Meta, a company renowned for its technological innovations, has announced the launch of a groundbreaking artificial intelligence model called Muse Spark, which reportedly consumes over ten times fewer computational resources compared to its predecessors.

Meta, a leader in technological advancements, has unveiled its latest artificial intelligence model, Muse Spark. According to company representatives, this model is revolutionary as it integrates text, images, and tools into a single system while requiring more than ten times fewer computational resources compared to previous models.

Interesting Engineering reports that Muse Spark was introduced as the first development from Meta's division known as Superintelligence Labs. This model employs multimodal thinking, enabling it to perform tasks through parallel working agents. This means that Muse Spark can simultaneously process textual information, images, and various tools, significantly enhancing its efficiency.

At Meta, officials emphasize that the new model assists in tackling complex tasks more effectively, although they acknowledge that the system still has its shortcomings. Muse Spark reflects the overall trend in artificial intelligence development, where modern models not only generate text but also analyze visual and real-world data.

One of the key features of Muse Spark is its ability to analyze images, solve problems in STEM disciplines, and recognize objects in context. The model also supports step-by-step explanations based on images, which Meta refers to as a "visual chain of thought." This allows users to receive practical instructions, such as for repairing equipment, complete with visual prompts.

Additionally, Muse Spark is capable of creating interactive content, including simple games upon user request. However, despite these capabilities, such functions in the AI sector still operate unevenly. Despite progress, the stability of performance in real-world conditions remains lower than the results achieved in testing.

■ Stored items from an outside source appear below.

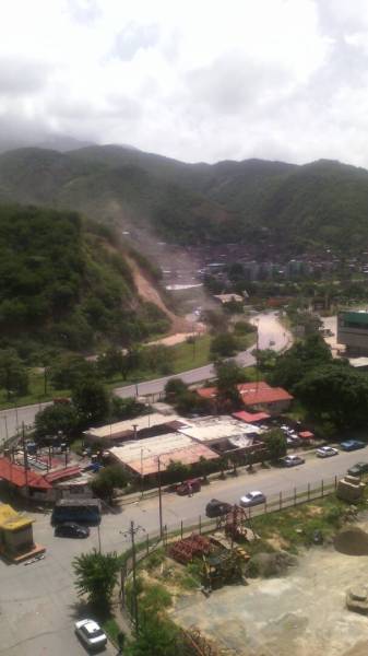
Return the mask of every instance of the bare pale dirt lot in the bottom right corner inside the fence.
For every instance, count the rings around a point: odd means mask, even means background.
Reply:
[[[367,555],[314,547],[286,577],[228,586],[209,599],[195,593],[178,599],[173,614],[242,656],[363,656],[368,618],[345,608],[346,589],[359,584],[368,584]]]

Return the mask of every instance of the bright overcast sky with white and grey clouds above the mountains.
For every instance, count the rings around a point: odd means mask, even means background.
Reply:
[[[0,0],[0,131],[368,167],[368,0]]]

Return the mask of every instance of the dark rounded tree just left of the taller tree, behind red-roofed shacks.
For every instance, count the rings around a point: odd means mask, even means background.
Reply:
[[[43,440],[57,435],[59,431],[71,437],[78,425],[78,415],[72,403],[54,403],[37,412],[35,417],[35,436]]]

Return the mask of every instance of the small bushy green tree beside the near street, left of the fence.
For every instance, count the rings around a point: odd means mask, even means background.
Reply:
[[[82,553],[72,561],[80,597],[86,595],[88,601],[100,609],[109,608],[114,587],[117,583],[120,563],[116,553]]]

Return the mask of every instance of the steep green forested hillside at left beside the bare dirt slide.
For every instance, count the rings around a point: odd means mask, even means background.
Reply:
[[[167,329],[103,234],[74,212],[0,207],[0,348],[88,352]]]

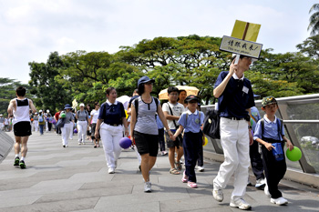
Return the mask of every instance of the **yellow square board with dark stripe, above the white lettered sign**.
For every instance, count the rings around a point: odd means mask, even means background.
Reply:
[[[260,28],[261,25],[236,20],[232,29],[232,37],[256,42]]]

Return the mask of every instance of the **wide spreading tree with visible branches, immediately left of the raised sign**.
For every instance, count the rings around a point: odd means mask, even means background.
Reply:
[[[219,51],[220,37],[189,35],[144,39],[138,45],[121,46],[116,54],[156,80],[154,93],[168,86],[197,86],[209,102],[213,84],[230,65],[229,53]]]

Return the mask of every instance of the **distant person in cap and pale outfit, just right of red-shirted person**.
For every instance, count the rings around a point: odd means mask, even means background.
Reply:
[[[65,125],[63,127],[61,127],[61,133],[62,133],[62,146],[63,147],[67,147],[68,146],[68,137],[70,135],[71,130],[73,130],[73,126],[74,126],[74,116],[72,114],[72,106],[70,106],[69,104],[67,104],[64,107],[65,111],[63,111],[59,118],[62,118],[62,115],[65,114],[66,115],[66,122]]]

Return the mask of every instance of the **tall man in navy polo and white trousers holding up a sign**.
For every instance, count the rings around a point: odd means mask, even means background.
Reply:
[[[251,64],[252,57],[240,56],[237,65],[233,57],[230,70],[221,72],[213,90],[221,113],[221,146],[225,159],[213,180],[212,195],[221,202],[222,189],[234,174],[230,206],[243,210],[251,208],[251,205],[243,200],[250,166],[249,145],[253,142],[249,112],[255,105],[252,84],[243,73],[249,70]]]

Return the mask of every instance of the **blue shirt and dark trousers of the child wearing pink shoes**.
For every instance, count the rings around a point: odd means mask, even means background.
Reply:
[[[201,113],[201,116],[200,116]],[[196,110],[182,113],[179,124],[184,127],[183,150],[185,157],[185,175],[190,182],[196,183],[195,166],[202,146],[201,125],[204,122],[204,114]]]

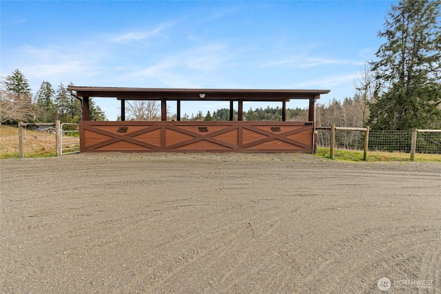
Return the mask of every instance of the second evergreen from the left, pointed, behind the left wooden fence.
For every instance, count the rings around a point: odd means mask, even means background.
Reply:
[[[40,89],[35,96],[35,103],[37,104],[37,119],[43,122],[50,122],[55,120],[54,97],[55,91],[48,81],[41,83]]]

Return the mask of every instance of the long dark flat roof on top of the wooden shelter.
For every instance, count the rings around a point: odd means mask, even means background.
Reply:
[[[109,97],[120,100],[181,101],[289,101],[318,99],[330,90],[263,90],[263,89],[176,89],[139,87],[68,87],[80,97]]]

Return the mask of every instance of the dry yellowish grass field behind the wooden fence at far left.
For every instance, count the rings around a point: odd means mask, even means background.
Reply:
[[[19,156],[19,129],[0,125],[0,158]],[[24,149],[26,157],[54,156],[55,134],[25,129]]]

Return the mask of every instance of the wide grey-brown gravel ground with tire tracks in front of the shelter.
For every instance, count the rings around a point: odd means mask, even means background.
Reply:
[[[441,293],[441,165],[0,160],[1,293]],[[384,281],[384,280],[383,280]]]

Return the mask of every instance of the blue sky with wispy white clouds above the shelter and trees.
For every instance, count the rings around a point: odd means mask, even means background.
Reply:
[[[328,89],[354,81],[397,1],[4,1],[1,77],[108,87]],[[116,99],[94,99],[109,120]],[[268,103],[245,103],[265,107]],[[291,101],[288,107],[306,107]],[[189,115],[228,103],[183,103]],[[174,108],[170,109],[174,112]]]

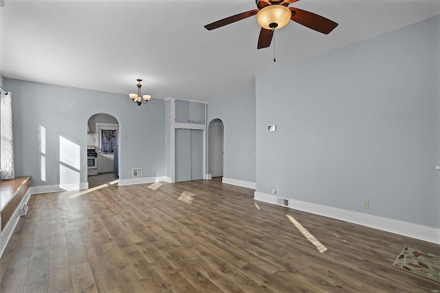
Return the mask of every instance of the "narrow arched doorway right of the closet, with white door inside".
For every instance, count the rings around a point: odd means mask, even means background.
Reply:
[[[220,119],[211,120],[209,133],[209,162],[212,177],[223,176],[223,122]]]

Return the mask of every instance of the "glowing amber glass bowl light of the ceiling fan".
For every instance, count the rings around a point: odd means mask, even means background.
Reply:
[[[266,30],[278,30],[287,25],[292,17],[289,8],[282,5],[266,6],[256,14],[256,21],[261,28]]]

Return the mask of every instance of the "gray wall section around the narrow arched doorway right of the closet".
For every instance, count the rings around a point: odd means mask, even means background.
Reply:
[[[208,102],[207,113],[206,124],[220,119],[228,139],[223,143],[223,177],[255,182],[255,91]]]

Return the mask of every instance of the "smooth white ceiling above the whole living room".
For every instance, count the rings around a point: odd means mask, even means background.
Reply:
[[[328,35],[291,21],[274,48],[257,50],[255,17],[203,25],[256,8],[235,1],[19,1],[0,8],[0,73],[6,78],[213,100],[248,91],[254,76],[440,14],[440,0],[301,0],[291,6],[339,23]]]

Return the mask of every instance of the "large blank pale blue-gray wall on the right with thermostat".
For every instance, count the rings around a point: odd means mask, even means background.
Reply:
[[[256,76],[256,191],[440,228],[439,32],[434,17]]]

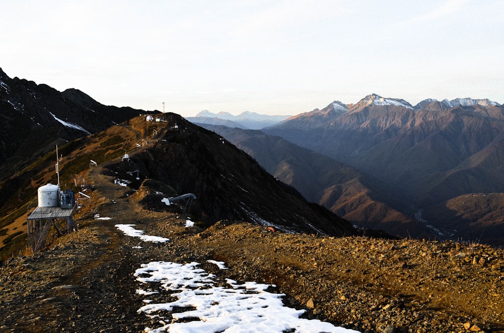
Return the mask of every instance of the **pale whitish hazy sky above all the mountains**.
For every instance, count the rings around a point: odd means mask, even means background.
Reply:
[[[0,67],[106,105],[290,114],[504,103],[502,0],[0,0]]]

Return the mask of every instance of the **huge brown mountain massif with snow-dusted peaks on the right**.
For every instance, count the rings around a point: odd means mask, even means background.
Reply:
[[[370,95],[333,119],[314,110],[263,131],[350,165],[388,184],[404,205],[425,208],[463,194],[504,192],[503,130],[503,109],[488,100],[412,107]]]

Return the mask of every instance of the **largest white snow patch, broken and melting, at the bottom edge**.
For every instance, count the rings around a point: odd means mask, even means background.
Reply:
[[[221,262],[213,262],[219,268],[225,268]],[[238,284],[226,279],[227,285],[214,286],[213,274],[197,268],[198,263],[176,264],[171,262],[151,262],[142,264],[135,271],[137,280],[142,283],[159,282],[178,300],[169,303],[153,303],[142,306],[137,312],[146,315],[157,311],[171,311],[177,308],[196,308],[184,312],[172,313],[174,322],[158,328],[146,327],[146,332],[233,332],[233,333],[282,333],[294,330],[296,333],[333,332],[351,333],[352,329],[337,327],[320,320],[299,318],[304,310],[285,307],[282,303],[284,294],[268,292],[270,285],[255,282]],[[141,291],[138,291],[141,293]],[[158,314],[154,316],[159,316]],[[165,319],[160,317],[160,319]],[[179,319],[193,319],[188,322],[176,322]]]

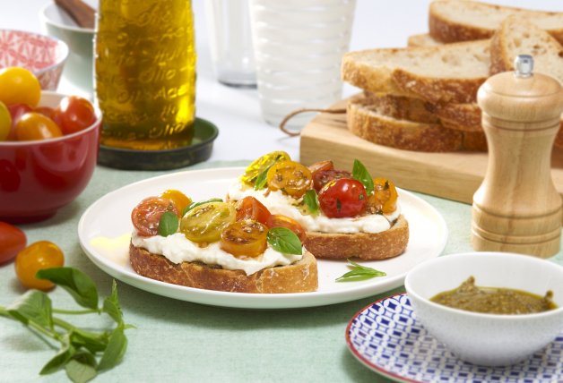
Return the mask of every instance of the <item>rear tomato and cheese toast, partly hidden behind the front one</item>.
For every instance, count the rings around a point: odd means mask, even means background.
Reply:
[[[256,159],[230,186],[229,200],[259,200],[306,232],[316,258],[383,260],[402,254],[409,225],[393,181],[372,178],[358,160],[352,171],[332,161],[304,166],[282,151]]]

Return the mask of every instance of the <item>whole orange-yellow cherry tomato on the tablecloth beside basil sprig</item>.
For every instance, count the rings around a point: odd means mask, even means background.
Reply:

One of Muse Spark's significant innovations is the "thinking mode" feature, which activates multiple thinking agents simultaneously for more effective problem-solving of complex tasks. Meta reports that Muse Spark scored 58% on the Humanity’s Last Exam and 38% on tasks from FrontierScience Research. These metrics assess the model's ability for complex thinking, but they are challenging to compare across different systems due to varying evaluation methods.

The company also notes that the model has become more reliable while maintaining a diversity of responses. They claim that Muse Spark performs better on tasks not included in the training data, although independent verification of these claims is still lacking.

The development of Muse Spark was accompanied by significant changes in the company’s infrastructure. According to Meta, over the past nine months, the company has restructured its model training process, focusing on architecture, optimization, and data quality. This, they assert, has allowed them to achieve similar results with over ten times fewer computational costs compared to the previous model, Llama 4 Maverick.

Meta also emphasizes that reinforcement learning remains a key element of their approach. With the scaling of training, the company observes consistent improvements in both training and testing of models. Muse Spark is viewed as a step toward creating what is termed "personal superintelligence"—systems capable of understanding the user's environment and providing individualized assistance.

One of the initial applications for Muse Spark is anticipated to be in medicine. For this purpose, training data was developed in collaboration with physicians to enhance explanations of medical topics. Currently, Muse Spark is available on Meta's platforms and has limited access through an API for developers.

The launch of this new model signifies shifts in competition within the artificial intelligence sector. Companies are focusing not only on creating smarter models but also on developing systems capable of functioning in real-world scenarios, although issues of reliability and validation remain open questions.